Moving forward with a home loan is a huge step for homeowners, and if you're at that point, you've probably done your research homework on loans. Understanding all aspects of a loan is important so you can find a loan that works best for you, but have you found yourself wondering if you need a loan estimate? As part of the home loan process, lenders are required to send a loan estimate to potential buyers after they apply for most types of home loans. A loan estimate can help you learn what to expect as you compare rates and explore your home loan options. Plus, prepping yourself may help prevent pesky surprises. Here's a breakdown of what you need to know about loan estimates.
What is a loan estimate, and when will I get one?

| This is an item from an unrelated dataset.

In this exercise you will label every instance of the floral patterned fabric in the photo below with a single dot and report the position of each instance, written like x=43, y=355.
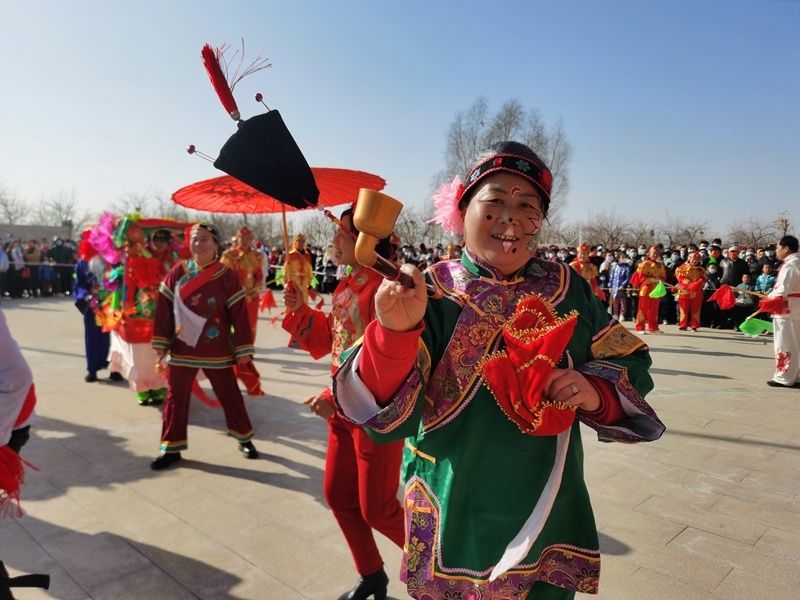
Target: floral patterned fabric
x=472, y=479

A loan estimate is a document you'll receive from a lender within three business days of applying for a home loan. The document outlines important details about the loan, as well as estimated closing costs, to give you an idea of your overall home loan expenses.
So, exactly what's in a loan estimate? Take a look at some key items:
- Loan term (length of the loan)
- Total potential amount you plan to borrow
- Projected interest rate
- Notification if interest rate can change in the future
- Approximate principal and interest
- Details to note, such as prepayment penalties and balloon payment
- Approximate total monthly payment
- Mortgage points – if you're paying points to reduce the interest rate
- Projected tax and insurance costs
- Total estimated and itemized closing costs
- Total estimated cash to close
What should I know about loan estimates?
Loan estimates are just that – approximations of the costs you're applying for, so some things may be subject to change. For example, loan details or the interest rate could potentially change, in which case, you'd receive a revised estimate. Remember, a loan estimate isn't a guarantee that you'll be approved, and similarly, the interest rate on a loan estimate isn't final until you lock in your rate.

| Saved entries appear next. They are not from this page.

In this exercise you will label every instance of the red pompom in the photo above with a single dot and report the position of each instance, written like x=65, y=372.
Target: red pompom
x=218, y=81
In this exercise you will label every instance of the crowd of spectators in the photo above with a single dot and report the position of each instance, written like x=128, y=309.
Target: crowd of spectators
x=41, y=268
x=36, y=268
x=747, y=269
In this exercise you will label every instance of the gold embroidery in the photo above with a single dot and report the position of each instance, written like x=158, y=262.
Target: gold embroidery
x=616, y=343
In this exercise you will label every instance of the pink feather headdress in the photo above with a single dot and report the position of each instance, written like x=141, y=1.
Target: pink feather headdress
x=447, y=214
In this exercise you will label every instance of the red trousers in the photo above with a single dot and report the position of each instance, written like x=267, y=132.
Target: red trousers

What is a closing disclosure and how is it different from a loan estimate?
Keeping in mind that a loan estimate is literally just an estimate, a closing disclosure differs because it represents the final details and actual costs involved with your loan. There are other differences, too, such as the information that's required for each form, and the length of each. After letting a lender know you want to proceed with a loan application and after the initial underwriting approval, you'll receive a closing disclosure no later than three business days prior to closing.

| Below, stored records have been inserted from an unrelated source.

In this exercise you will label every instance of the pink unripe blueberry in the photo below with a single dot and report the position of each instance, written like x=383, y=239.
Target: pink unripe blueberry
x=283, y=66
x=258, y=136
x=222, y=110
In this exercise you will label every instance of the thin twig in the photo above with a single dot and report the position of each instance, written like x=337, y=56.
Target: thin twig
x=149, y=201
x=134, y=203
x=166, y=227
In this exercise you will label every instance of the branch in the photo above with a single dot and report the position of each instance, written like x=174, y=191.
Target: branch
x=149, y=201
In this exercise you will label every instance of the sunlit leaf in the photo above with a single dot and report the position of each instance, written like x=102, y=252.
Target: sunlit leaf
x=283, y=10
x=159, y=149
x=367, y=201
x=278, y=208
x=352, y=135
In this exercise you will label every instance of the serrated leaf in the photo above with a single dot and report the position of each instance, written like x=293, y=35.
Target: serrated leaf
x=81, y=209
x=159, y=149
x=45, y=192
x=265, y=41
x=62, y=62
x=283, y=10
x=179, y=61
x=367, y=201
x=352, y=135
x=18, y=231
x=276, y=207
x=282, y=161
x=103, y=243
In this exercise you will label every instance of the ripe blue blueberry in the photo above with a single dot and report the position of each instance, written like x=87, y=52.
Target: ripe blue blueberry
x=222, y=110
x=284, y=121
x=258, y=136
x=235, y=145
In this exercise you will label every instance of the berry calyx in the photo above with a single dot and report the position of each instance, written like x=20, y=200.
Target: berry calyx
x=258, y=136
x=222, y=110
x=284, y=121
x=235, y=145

Here are some items that'll be finalized when you receive your closing disclosure:
- Total loan amount
- Confirmed interest rate
- Verified total monthly payment
- Final tax and insurance costs
- Exact total and itemized closing costs
With a clear understanding of what a loan estimate includes and what to check for once you receive your closing disclosure, you'll be ready to find the right loan for you and progress on your path to home ownership.